Fetal Heart Rate (FHR)
- The baseline rate is the average heart rate within a 10-minute window, excluding accelerations and decelerations.
- A normal fetal heart rate is 110-160 bpm.
Variability
- Baseline variability refers to the variation in fetal heart rate between beats.
- Normal variability is 5-25 bpm.
Variability Categories
- Reassuring: 5-25 bpm.
- Non-reassuring: Less than 5 bpm for 30-50 minutes or more than 25 bpm for 15-25 minutes.

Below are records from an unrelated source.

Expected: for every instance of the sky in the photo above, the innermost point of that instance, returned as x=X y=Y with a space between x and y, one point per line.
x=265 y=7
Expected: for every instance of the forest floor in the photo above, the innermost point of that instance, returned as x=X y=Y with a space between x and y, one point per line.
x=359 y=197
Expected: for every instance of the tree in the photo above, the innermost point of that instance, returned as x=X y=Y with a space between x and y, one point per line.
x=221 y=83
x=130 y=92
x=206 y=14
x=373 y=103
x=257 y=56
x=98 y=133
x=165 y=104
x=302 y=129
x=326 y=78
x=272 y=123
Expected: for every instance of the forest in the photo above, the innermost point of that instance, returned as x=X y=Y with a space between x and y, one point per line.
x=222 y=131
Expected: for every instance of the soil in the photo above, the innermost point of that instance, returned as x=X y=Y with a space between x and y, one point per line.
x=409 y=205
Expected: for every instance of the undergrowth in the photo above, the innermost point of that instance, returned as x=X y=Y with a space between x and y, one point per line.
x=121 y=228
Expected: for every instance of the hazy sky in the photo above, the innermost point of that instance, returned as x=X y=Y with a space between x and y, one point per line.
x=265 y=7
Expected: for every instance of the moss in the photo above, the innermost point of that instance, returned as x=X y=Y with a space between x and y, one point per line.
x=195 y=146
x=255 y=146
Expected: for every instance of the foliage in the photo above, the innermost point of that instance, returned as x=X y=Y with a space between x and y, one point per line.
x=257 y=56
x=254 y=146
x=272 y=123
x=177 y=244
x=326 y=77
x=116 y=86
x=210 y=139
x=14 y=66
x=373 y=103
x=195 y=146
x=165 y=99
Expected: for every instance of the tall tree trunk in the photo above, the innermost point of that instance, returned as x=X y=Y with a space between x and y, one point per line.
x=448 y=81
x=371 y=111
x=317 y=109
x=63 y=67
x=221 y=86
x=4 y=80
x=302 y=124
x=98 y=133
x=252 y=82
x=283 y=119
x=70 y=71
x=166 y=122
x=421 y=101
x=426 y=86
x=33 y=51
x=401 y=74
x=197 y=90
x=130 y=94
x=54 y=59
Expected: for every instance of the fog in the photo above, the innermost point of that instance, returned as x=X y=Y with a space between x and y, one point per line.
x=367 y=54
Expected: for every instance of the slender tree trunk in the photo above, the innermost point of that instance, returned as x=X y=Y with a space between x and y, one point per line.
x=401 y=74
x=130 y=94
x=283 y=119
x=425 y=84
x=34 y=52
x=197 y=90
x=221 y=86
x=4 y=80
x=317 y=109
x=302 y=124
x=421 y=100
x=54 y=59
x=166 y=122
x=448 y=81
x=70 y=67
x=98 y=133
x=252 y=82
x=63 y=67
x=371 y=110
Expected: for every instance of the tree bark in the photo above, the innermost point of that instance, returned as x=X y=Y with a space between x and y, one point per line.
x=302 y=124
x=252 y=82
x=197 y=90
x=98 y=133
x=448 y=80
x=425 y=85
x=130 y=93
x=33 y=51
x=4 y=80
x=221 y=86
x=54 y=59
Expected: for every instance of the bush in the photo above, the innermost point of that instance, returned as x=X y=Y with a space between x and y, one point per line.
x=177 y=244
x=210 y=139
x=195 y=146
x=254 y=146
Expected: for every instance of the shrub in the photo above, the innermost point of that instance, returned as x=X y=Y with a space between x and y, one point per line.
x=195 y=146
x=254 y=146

- Abnormal: Less than 5 bpm for more than 50 minutes or more than 25 bpm for more than 25 minutes.
Accelerations
- An abrupt increase of greater than 15 bpm in the baseline fetal heart rate for more than 15 seconds is considered reassuring.
Decelerations
- Decelerations are categorized into early, late, and variable decelerations.
- They are abrupt decreases in the baseline fetal heart rate of > 15 bpm for > 15 seconds.
Early Decelerations
- Occur during uterine contractions.
- Recover when contractions end.
- Physiologic (not pathological).
- Due to increased fetal intracranial pressure.
Late Decelerations
- Occur after contractions begin.
- Recover after contractions end.
- Pathological/abnormal.
- Due to insufficient blood flow to the uterus and placenta (e.g., maternal hypotension or placental abruption).

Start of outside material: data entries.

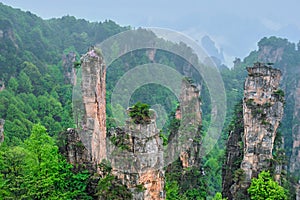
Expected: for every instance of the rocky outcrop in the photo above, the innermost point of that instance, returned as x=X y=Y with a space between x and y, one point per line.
x=7 y=33
x=2 y=86
x=2 y=121
x=298 y=191
x=262 y=113
x=234 y=152
x=68 y=61
x=136 y=155
x=295 y=157
x=185 y=143
x=75 y=152
x=93 y=127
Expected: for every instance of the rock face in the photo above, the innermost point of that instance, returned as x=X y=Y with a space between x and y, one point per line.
x=262 y=113
x=185 y=144
x=234 y=152
x=295 y=157
x=2 y=121
x=75 y=151
x=136 y=156
x=68 y=67
x=94 y=111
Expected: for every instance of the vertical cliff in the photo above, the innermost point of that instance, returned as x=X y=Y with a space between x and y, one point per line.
x=94 y=112
x=68 y=61
x=185 y=143
x=234 y=152
x=136 y=156
x=2 y=121
x=295 y=157
x=262 y=113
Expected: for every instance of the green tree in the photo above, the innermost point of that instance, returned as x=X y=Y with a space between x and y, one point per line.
x=265 y=188
x=13 y=84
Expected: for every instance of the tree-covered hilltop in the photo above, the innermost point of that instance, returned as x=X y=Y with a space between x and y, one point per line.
x=36 y=103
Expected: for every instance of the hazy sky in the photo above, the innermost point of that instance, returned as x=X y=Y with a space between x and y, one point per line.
x=235 y=25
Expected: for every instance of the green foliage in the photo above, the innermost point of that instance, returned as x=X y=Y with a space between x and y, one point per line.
x=265 y=188
x=140 y=113
x=218 y=196
x=110 y=188
x=35 y=170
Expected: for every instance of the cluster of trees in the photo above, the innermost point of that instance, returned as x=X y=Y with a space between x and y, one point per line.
x=36 y=104
x=35 y=170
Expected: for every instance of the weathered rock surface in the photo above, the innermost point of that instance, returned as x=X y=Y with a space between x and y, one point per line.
x=2 y=122
x=75 y=152
x=185 y=144
x=234 y=152
x=2 y=86
x=262 y=113
x=68 y=68
x=94 y=111
x=136 y=155
x=295 y=157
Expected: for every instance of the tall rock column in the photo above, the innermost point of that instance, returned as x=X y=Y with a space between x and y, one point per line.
x=185 y=143
x=68 y=61
x=262 y=110
x=295 y=157
x=93 y=94
x=2 y=121
x=136 y=155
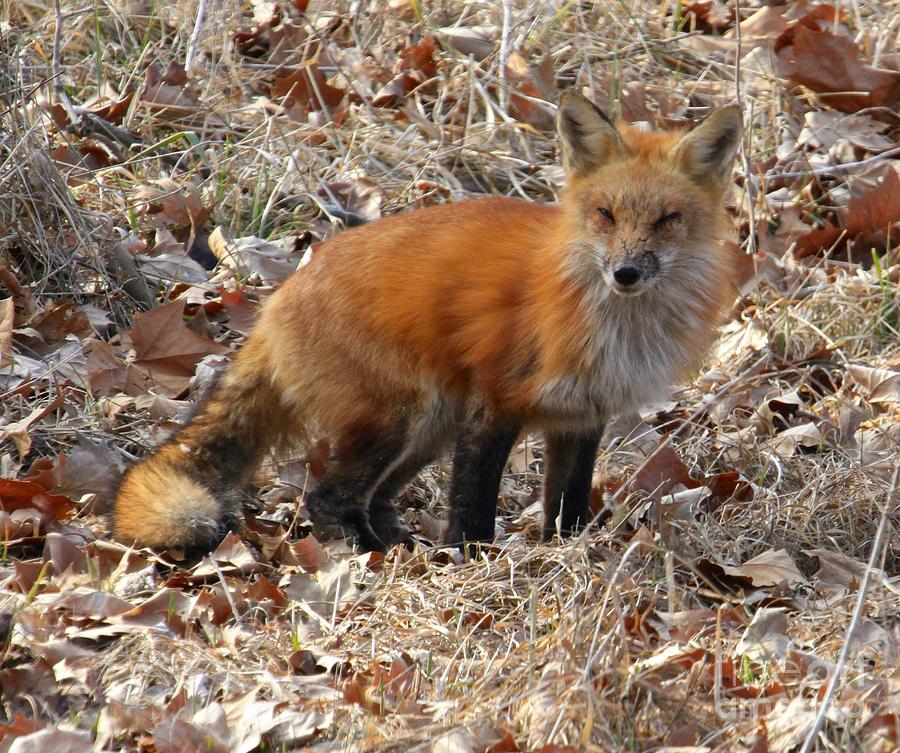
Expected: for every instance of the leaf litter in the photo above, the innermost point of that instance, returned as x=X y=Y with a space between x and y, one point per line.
x=148 y=206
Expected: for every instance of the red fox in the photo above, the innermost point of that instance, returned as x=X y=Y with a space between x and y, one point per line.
x=465 y=324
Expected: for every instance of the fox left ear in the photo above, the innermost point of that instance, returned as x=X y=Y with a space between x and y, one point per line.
x=588 y=137
x=707 y=152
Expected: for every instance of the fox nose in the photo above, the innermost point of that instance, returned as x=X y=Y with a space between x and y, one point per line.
x=627 y=274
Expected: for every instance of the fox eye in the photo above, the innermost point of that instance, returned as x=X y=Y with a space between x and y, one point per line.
x=666 y=219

- Leads to fetal hypoxia and acidosis.
Variable Decelerations
- Can occur at any time during a contraction cycle.
- May or may not correlate with a contraction.
- Usually caused by umbilical cord compression.
Contractions (C)
- Record the number of contractions in a 10-minute period.
- Observe individual contractions as peaks.
- Analyze the following:
- Frequency: Number of contractions in 10 minutes.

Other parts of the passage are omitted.